キッチンの入り口に立つイヴァンにつかつかと歩み寄ると、視線を合わせるように屈む。

「本当は?」
「なにが?」
「本当は、何で死なせたの?」
「………………」

イヴァンは目を細めた。元々騙し通せるとも思っていなかったのだろう。
そもそも騙そうと思っているのかも怪しい。アルフレッドはイヴァンのこの見え透いた演技が大嫌いだった。
嫌味なほど彼は自分の感情を表すことに素直だった。イヴァンの頬に付着した仲間の「血」にアルフレッドは吐き気がした。
彼が仲間を「壊した」回数は片手で足りないほどある。
イヴァンは確かに小さい体に似合わぬ並外れた腕力の強さを持っていたけれど、制御が出来ないほどではないはずだ。


「だって、僕をこわがるから」


イヴァンはそう言って、また顔を上げた。
かつてアルフレッドを見下ろしていた長身の成人男性であったときの彼と同じ色の瞳を潤ませる。
アルフレッドは乱暴に頭をがしがしと掻いて、眉を寄せた。そして子供に語りかけているとは思えないほど低く険しい声で唸る。
当たり前だ、イヴァンは子供ではない。本来はアルフレッドよりも少し年上の成人男性だ。
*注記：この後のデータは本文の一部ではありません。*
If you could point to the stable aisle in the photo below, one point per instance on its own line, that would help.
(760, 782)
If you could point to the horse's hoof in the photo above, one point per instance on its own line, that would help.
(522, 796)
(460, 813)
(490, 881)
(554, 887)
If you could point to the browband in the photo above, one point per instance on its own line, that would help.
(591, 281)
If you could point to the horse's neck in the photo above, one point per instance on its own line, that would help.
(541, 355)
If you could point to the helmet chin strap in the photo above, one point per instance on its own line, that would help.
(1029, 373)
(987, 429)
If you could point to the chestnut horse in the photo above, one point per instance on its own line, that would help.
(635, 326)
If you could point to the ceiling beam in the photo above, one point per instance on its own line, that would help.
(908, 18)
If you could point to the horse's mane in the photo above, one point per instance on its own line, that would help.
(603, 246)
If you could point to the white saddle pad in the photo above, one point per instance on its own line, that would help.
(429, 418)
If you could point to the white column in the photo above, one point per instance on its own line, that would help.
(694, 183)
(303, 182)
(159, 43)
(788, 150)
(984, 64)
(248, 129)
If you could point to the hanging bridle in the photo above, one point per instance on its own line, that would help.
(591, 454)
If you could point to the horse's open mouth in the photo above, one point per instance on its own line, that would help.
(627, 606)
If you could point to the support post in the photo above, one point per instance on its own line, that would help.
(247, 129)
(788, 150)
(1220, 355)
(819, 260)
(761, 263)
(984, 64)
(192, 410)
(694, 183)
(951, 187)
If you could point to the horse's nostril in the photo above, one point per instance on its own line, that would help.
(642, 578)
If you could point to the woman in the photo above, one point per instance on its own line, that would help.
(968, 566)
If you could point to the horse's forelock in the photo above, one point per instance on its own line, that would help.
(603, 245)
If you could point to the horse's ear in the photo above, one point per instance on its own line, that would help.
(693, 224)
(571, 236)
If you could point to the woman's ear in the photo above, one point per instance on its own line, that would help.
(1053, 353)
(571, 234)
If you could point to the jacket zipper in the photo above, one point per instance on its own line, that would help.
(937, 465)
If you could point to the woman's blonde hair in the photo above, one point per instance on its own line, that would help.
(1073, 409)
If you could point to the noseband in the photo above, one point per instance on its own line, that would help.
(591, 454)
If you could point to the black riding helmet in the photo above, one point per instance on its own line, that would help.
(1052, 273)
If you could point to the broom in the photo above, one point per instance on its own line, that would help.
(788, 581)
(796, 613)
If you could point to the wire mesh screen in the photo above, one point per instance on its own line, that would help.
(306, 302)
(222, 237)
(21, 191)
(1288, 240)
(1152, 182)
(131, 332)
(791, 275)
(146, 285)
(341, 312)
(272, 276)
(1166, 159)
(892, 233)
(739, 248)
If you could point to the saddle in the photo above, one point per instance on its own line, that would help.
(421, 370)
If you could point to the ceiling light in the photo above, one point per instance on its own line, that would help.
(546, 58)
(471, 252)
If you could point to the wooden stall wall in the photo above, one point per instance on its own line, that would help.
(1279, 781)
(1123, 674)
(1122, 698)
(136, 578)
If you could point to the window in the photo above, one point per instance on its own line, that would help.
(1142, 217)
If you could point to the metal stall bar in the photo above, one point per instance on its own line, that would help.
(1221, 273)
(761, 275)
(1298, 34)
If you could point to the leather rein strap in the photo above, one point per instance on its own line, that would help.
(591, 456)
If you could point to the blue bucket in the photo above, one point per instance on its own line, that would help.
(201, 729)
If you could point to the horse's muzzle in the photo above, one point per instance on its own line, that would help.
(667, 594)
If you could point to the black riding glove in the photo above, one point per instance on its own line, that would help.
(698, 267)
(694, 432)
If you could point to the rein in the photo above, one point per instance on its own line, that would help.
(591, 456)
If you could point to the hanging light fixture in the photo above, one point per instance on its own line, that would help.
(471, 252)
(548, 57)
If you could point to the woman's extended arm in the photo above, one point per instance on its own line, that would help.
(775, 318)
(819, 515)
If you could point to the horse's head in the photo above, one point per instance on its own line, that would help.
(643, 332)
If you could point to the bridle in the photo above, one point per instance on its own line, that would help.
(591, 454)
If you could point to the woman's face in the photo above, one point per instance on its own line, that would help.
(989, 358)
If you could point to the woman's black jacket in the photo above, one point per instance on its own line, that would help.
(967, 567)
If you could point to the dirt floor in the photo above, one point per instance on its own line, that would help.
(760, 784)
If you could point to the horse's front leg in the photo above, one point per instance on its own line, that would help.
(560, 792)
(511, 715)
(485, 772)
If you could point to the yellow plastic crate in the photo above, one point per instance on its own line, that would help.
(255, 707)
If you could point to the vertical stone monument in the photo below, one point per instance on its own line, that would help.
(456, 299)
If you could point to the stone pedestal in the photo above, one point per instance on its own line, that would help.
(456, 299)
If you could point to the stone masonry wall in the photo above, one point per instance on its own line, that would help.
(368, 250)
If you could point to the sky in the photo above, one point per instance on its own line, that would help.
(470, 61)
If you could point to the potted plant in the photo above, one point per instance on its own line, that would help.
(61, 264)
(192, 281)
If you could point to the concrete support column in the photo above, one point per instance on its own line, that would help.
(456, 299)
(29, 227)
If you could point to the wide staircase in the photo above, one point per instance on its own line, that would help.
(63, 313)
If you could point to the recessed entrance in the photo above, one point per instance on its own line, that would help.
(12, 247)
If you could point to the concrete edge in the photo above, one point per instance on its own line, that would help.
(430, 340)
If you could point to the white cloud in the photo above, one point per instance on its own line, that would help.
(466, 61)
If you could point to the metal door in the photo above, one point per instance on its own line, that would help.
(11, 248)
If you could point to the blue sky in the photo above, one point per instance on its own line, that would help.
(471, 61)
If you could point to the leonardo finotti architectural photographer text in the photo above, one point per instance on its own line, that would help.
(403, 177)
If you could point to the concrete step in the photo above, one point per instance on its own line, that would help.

「……君、誰となら上手くやっていけるんだい。アーサーでも駄目だし、フランシスでも駄目だし、菊も耀も駄目だった!
 俺は一回に一体しか作れないんだよ!一体作って、次を作る前に君が死なせてしまう。何回も!
 ようやくもう一体…ルートヴィッヒが完成しかけて俺と君、フェリシアーノとルートヴィッヒで四人になるはずだったのに!」

「…………思うに」


地を這うような声でそう責められたイヴァンは少し考える素振りを見せた。
毒づくアルフレッドの言葉を聞いているうちに涙は引いたらしい。白々しい、アルフレッドは睨んだ。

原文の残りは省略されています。